Re: Media ignores Ballistic Missle Defense lies

From: Eugene Leitl (Eugene.Leitl@lrz.uni-muenchen.de)
Date: Fri Aug 24 2001 - 10:36:12 MDT


On Fri, 24 Aug 2001, Brian D Williams wrote:

> Great idea, now we'll build an antisubmarine defense as well.
> Happy?

How about antitruck defense? Antishipment defense? Anti UPS defense? If I
put a nuke on board of my private Cessna with bona fide papers? If I rent
an apartment in a skyscraper, and arrange the nuke to be delivered there
disguised as a piece of office furniture?

If I don't bother with nukes at all, and just go biological, which you
detect about 3 days after it has been synchronously deployed in tens or
hundreds of different locations, by virtue of people suddenly starting
dropping like flies by the millions?

> In such a case the rules are completely different.

Of course they're different: you're going to use alternative delivery
vehicles. I wouldn't risk the 10 nuclear devices I have, I might lose
several, thus weakening the impact. So I make sure the delivery will be
accurate, and stealthy, and reliable. In other words, I will use a
delivery truck.

> Does not work at the moment.

We've been through this before, the system will intercept only a small
number of dumb vehicles. It will have trouble to intercept meaningful
numbers of smart vehicles. It is completely bypassed by other modes of
delivery. It's 95% a purely political/economical piece.

> Explain how a defensive system affects world peace.

I'm Russia, or China, and I just don't know how good your system is. It
cannot be tested in reality by means other than a full scale attack, so
I'll just compensate it by developing NEMP weapons as show openers, smart
vehicles, and MIRVed nukes, lots of them. Modern nukes designes as used by
superpowers are tiny, cheap and clean.

As a result, we suddenly have more nukes in circulation. People will be
getting nervous again. Do you remember how it was growing up, always
expecting a flash out of clean blue sky? Do we need that again, honestly?

> "MAD" equilibrium disappeared with the fall of the USSR, and in
> case you weren't aware, China has superpower designs and is going
> to build its arsenal accordingly. When China starts refering to
> Singapore as "The Lost Colonies" you'll understand.

I thought the umbrella was useless against a superpower. China is pretty
big, and it is growing fast, so it will be there quite soon.

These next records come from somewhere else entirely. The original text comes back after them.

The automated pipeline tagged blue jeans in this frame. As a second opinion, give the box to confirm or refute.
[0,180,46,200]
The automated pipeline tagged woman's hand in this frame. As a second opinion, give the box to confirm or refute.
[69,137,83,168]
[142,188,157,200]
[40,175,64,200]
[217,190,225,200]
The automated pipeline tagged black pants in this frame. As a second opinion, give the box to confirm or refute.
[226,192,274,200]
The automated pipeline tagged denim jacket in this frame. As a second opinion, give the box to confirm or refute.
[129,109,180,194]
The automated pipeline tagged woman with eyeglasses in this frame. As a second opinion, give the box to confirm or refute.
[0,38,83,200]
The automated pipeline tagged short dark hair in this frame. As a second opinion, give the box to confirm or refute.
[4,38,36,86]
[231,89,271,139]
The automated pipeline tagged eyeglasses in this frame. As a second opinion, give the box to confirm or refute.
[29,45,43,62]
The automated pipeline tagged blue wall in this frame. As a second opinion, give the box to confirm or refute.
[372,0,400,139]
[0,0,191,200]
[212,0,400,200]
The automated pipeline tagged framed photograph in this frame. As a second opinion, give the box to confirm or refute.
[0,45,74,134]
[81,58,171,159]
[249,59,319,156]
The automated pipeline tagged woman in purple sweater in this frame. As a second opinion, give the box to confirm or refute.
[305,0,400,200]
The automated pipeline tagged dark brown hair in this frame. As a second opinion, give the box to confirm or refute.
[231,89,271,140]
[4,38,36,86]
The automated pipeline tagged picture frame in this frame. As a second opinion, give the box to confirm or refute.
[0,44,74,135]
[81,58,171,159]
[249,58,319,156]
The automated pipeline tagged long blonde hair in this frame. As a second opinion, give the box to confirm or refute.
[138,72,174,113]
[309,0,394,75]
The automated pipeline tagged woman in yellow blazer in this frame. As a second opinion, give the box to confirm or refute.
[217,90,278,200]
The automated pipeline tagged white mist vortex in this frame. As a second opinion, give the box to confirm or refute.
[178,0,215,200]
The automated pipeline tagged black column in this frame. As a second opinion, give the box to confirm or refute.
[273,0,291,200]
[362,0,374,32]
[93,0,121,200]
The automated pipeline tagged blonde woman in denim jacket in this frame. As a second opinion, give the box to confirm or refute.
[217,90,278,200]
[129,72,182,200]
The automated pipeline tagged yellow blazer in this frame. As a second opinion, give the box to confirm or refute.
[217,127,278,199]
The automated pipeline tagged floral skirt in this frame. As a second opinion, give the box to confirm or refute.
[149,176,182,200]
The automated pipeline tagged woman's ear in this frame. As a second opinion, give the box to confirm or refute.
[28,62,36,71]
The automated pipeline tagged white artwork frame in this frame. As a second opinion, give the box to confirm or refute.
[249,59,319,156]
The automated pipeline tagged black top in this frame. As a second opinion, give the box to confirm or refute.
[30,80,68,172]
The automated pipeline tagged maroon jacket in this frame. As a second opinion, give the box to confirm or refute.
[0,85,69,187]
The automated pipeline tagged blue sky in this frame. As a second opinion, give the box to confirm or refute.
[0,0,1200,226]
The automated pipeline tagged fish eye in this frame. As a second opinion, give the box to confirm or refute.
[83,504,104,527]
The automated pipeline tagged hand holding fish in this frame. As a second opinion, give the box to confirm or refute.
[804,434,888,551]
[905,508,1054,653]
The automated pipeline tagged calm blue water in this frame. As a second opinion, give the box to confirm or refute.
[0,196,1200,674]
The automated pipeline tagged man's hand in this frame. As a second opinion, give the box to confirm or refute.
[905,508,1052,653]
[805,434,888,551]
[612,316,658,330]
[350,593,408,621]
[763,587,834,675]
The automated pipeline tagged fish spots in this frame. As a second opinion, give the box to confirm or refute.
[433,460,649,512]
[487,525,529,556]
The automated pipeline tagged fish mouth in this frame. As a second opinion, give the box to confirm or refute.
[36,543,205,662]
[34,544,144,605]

> I find your analysis faulty, no doubt the pentagon does as well.

I haven't yet heard a single convincing argument for the umbrella. I've
heard dozens convincing arguments against the umbrella.

> I agree that we should make every effort in this regard, however
> only an idiot leaves himself/herself defenseless.

Why defenseless? If this is a small attack with ICBMs, you have
forewarning, and you see them coming, so you just bring the folks in
target areas underground, and launch a retaliation strike. Passive defense
against openly deployed WOMDs is very possible, and cost effective.

Personal sterile seals, bunkers and pathogen aerosol sniffers are not
sexy, but they sure can be made to work, and will cost you a fraction of
an umbrella which won't work, and will invite alternative modes of
delivery which you're utterly defenseless again.